NRF Big Show Charts How Retail Survived COVID
The National Retail Federation’s NRF 2021: Retail’s Big Show—Chapter One, an annual exposition that produces seminars and keynote addresses by industry stars, went virtual because of the COVID-19 pandemic.
Many of NRF 2021’s virtual sessions discussed staying afloat during the pandemic. It was produced over six days, Jan. 12–14, 19 and 21–22. The shared challenges of the past 11 months created a camaraderie of getting through an unusually tough time, said Mike George, president and chief executive officer of Quarate Retail Inc. and chairman ofthe NRF, who gave the keynote address.
“This year’s theme of the Big Show, Forward Together, reflects the pride that I think we all feel in how we became tougher as an industry to meet the extraordinary challenges of 2020 and also our confidence that together we will take retail to new heights in 2021 and beyond,” he said.

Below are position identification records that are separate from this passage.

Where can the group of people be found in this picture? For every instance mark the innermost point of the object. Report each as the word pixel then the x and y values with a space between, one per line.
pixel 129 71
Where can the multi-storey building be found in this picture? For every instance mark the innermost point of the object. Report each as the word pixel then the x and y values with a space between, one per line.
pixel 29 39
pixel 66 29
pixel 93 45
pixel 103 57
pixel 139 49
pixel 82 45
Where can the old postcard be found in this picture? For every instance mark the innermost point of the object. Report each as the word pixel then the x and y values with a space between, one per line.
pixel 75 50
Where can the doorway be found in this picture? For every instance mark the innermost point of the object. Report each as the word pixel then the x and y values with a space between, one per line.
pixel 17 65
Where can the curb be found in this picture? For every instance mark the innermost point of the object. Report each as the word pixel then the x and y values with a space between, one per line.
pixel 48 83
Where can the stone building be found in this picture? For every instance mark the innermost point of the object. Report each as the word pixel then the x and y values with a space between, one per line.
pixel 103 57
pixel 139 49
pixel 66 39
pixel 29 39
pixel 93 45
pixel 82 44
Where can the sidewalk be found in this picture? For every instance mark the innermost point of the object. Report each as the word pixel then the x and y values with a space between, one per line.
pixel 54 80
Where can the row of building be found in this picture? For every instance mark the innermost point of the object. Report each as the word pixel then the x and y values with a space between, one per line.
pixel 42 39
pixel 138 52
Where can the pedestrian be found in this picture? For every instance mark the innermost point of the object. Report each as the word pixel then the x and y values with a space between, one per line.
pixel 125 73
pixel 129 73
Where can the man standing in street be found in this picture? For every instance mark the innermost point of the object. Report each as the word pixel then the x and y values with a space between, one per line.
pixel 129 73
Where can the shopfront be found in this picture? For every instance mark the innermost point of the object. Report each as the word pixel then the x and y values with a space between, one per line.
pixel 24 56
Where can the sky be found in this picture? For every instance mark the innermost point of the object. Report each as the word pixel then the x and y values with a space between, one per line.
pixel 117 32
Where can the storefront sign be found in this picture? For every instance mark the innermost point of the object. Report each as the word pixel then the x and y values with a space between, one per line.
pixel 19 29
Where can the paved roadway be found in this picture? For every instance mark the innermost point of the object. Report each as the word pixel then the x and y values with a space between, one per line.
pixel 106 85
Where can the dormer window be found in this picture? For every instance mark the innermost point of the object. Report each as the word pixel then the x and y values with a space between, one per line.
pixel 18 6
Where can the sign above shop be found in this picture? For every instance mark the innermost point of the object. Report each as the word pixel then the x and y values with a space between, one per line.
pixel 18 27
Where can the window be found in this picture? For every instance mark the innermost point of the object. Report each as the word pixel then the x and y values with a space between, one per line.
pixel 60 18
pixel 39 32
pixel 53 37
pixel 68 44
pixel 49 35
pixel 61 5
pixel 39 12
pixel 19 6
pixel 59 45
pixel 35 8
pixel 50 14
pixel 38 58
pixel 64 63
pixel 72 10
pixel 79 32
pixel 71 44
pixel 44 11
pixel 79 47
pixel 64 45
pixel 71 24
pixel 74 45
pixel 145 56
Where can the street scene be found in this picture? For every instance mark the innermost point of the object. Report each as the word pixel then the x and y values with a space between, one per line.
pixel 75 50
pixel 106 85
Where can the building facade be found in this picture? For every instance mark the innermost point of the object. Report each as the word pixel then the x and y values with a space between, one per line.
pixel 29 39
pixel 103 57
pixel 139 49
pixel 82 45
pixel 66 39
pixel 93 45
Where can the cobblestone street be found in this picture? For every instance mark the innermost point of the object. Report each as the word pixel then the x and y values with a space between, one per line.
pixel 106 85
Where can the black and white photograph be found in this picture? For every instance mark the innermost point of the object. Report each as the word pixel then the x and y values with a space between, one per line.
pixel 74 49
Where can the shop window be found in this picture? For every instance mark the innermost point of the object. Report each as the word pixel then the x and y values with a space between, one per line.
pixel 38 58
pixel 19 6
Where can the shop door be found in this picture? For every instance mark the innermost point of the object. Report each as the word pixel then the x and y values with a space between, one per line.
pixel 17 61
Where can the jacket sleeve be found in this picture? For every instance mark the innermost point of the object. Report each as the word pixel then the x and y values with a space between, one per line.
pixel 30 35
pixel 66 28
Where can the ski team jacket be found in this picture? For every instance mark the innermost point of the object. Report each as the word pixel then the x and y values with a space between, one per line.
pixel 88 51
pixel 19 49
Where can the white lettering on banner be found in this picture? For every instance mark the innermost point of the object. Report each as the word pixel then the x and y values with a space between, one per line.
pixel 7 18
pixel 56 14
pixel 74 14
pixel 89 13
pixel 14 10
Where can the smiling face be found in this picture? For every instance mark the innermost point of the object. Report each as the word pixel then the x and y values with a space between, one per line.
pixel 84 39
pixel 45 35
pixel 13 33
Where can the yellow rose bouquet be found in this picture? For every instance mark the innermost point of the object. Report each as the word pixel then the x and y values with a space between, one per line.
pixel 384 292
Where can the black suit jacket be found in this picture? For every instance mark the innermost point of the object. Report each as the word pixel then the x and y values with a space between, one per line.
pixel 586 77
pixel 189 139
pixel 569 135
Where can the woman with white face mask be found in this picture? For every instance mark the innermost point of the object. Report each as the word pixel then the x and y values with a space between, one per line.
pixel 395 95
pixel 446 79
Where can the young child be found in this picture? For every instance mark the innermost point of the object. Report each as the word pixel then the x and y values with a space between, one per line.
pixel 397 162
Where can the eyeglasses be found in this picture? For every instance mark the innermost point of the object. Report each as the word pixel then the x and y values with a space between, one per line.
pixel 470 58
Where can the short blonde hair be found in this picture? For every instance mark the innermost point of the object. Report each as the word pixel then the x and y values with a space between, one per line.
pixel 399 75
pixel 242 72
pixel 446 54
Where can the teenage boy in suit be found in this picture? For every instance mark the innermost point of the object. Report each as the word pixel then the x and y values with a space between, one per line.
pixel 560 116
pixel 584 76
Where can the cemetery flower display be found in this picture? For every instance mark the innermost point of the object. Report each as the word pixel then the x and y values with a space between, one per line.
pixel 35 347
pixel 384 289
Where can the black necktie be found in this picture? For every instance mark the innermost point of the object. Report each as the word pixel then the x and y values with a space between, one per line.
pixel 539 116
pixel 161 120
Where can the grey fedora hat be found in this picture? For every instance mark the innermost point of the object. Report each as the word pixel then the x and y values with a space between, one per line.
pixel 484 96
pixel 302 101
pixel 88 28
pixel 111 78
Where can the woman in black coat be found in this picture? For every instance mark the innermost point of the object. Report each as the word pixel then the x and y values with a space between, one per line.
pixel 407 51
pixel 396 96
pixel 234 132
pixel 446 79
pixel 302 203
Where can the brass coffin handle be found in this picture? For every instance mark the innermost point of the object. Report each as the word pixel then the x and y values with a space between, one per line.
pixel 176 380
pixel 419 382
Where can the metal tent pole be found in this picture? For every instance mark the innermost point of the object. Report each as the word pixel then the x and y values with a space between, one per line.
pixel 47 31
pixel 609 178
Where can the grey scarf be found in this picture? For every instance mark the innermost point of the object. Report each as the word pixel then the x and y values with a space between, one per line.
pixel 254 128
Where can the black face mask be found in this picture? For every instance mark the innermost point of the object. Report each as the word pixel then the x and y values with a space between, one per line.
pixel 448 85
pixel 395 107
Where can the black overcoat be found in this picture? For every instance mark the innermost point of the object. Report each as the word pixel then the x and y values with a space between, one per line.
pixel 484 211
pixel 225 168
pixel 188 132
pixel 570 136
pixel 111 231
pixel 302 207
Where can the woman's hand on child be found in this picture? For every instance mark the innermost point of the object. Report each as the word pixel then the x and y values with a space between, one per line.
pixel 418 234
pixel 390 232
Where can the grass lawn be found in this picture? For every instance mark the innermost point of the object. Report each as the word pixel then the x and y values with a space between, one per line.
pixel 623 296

Retailers and analysts speaking at the event charted what was next for the industry. Retailers interviewed forecasted that bricks-and-mortar would continue to play a vibrant role. During a Jan. 21 fireside chat titled “Retail’s Rethink Moment: Reimagining Business as Unusual With Saks Fifth Avenue and Lululemon,” Marc Metrick, president and CEO of Saks Fifth Avenue, said his store’s digital business surged during the pandemic. But the luxury retailer’s business started growing even faster when its physical stores reopened for business, albeit at limited hours.

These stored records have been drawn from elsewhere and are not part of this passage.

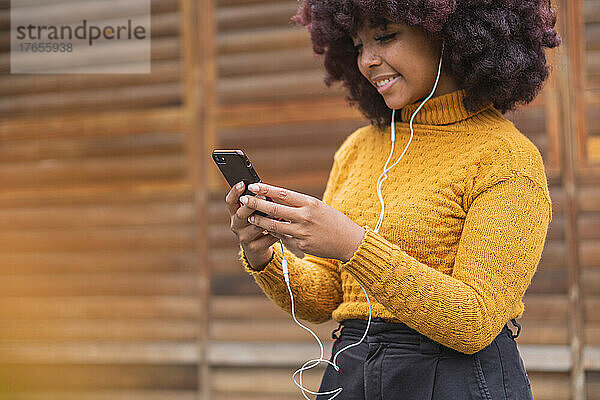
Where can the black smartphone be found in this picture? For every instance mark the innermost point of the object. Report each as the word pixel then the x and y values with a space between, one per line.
pixel 235 167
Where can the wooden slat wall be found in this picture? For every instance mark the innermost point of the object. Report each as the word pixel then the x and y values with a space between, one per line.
pixel 51 94
pixel 99 253
pixel 268 85
pixel 101 227
pixel 589 211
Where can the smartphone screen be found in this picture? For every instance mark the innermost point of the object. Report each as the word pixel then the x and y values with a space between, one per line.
pixel 235 167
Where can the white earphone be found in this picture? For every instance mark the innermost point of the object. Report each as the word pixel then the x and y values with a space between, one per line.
pixel 314 362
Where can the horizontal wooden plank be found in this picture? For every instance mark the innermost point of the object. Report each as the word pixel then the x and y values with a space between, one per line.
pixel 162 48
pixel 318 134
pixel 158 213
pixel 103 260
pixel 589 254
pixel 248 15
pixel 134 145
pixel 590 281
pixel 180 353
pixel 94 125
pixel 108 330
pixel 263 354
pixel 542 331
pixel 251 40
pixel 98 192
pixel 119 98
pixel 22 85
pixel 100 239
pixel 69 378
pixel 591 11
pixel 245 307
pixel 118 284
pixel 550 385
pixel 261 380
pixel 108 394
pixel 271 87
pixel 125 306
pixel 271 113
pixel 46 173
pixel 280 60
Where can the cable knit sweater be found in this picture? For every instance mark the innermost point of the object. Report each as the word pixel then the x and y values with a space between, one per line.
pixel 466 215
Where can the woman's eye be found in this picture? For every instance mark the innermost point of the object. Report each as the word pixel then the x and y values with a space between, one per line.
pixel 385 38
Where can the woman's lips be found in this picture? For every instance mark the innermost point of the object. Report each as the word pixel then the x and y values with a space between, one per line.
pixel 387 85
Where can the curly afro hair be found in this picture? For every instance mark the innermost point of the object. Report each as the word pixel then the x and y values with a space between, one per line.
pixel 494 49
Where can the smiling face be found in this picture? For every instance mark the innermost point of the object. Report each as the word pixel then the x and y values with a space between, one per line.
pixel 401 62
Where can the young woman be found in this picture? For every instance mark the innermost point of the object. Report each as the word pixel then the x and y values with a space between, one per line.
pixel 446 234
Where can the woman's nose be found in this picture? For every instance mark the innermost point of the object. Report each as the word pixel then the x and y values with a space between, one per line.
pixel 370 59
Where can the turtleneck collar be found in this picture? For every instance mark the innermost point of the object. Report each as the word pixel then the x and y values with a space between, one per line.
pixel 441 110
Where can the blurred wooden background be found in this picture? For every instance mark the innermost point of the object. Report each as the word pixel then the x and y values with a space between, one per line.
pixel 119 274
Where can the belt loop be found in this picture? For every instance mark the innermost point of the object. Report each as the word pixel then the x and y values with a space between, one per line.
pixel 335 331
pixel 428 346
pixel 515 323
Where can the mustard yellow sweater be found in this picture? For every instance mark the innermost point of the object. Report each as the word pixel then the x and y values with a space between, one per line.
pixel 466 215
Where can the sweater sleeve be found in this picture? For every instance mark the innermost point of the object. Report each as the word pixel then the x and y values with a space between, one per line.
pixel 500 247
pixel 315 282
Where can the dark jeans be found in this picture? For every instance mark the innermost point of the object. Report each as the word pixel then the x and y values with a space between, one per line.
pixel 397 362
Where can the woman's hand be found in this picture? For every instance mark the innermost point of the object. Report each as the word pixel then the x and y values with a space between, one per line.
pixel 255 241
pixel 310 225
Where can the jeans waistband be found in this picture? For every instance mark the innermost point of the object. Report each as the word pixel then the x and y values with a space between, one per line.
pixel 394 332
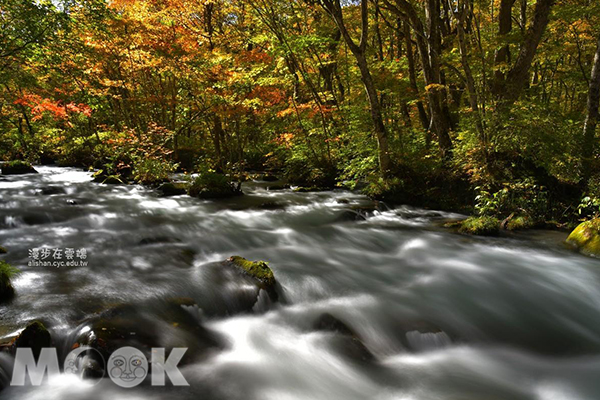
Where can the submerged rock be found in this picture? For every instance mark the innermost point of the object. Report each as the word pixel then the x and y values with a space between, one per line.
pixel 7 291
pixel 17 167
pixel 211 185
pixel 50 190
pixel 101 176
pixel 278 187
pixel 113 180
pixel 350 215
pixel 258 270
pixel 347 341
pixel 268 178
pixel 517 222
pixel 481 226
pixel 167 324
pixel 171 189
pixel 586 237
pixel 158 240
pixel 422 336
pixel 236 286
pixel 34 336
pixel 271 206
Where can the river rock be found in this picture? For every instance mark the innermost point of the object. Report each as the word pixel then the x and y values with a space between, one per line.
pixel 211 185
pixel 167 324
pixel 7 290
pixel 34 336
pixel 586 237
pixel 158 240
pixel 268 178
pixel 50 190
pixel 347 342
pixel 17 167
pixel 169 189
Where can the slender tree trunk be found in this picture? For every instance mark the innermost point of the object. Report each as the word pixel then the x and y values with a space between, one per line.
pixel 518 76
pixel 430 51
pixel 423 117
pixel 591 120
pixel 502 56
pixel 473 98
pixel 334 8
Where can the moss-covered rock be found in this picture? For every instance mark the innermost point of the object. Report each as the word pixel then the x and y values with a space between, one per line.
pixel 346 341
pixel 257 269
pixel 17 167
pixel 101 176
pixel 171 189
pixel 34 336
pixel 172 324
pixel 210 185
pixel 113 180
pixel 309 189
pixel 7 272
pixel 482 226
pixel 519 222
pixel 586 237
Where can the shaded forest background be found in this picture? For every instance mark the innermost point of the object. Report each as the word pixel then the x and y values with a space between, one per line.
pixel 489 106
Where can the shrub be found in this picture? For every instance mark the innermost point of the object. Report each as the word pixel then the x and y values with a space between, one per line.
pixel 152 171
pixel 17 167
pixel 483 226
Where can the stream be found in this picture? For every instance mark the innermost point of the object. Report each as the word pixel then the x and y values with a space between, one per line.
pixel 420 312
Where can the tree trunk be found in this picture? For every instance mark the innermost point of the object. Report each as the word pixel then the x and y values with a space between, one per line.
pixel 334 9
pixel 502 56
pixel 518 76
pixel 591 120
pixel 473 98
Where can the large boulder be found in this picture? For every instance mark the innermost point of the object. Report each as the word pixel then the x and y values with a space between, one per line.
pixel 481 226
pixel 345 341
pixel 586 237
pixel 7 290
pixel 210 185
pixel 35 336
pixel 168 189
pixel 170 323
pixel 236 286
pixel 17 167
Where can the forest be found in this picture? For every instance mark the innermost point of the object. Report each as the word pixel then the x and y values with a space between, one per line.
pixel 299 199
pixel 487 106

“Stores are still very important,” he said. “Stores are a very important part of the overall customer experience. For luxury especially, it’s theater. To touch, to feel, to experience. I used to compare it to “Hamilton”—until they streamed it on Disney+. People want to go to the theater. They want to experience it not just stream it online.”
Fashion retail also got a vote of confidence during the pandemic, Metrick said.
“I was pleasantly surprised by the resiliency of our consumers and how it relates to their desire for fashion. People were buying things at the worst times of the pandemic that there was no functional end use for, but they love fashion, they view the luxury as the comfort food of retail. It was their escapism,” he said.
Janey Whiteside, chief customer officer at Walmart Inc., also forecasted that bricks-and-mortar stores would continue to be important. But she noted that there is a robust future in omni-channel services, such as buy online, pick up at store.
“We saw the use of services like pickup increase dramatically, particularly as it relates to pickup and delivery of food and other consumable items,” she said. “At the beginning of the pandemic in Q1, we saw a peak of 300 percent growth in those services and four times as many new customers using pickup and delivery services.”
The past 11 months have forced retailers to change. Marvin Ellison, president and CEO of Lowe’s Companies, Inc., said his company redeveloped its e-commerce business.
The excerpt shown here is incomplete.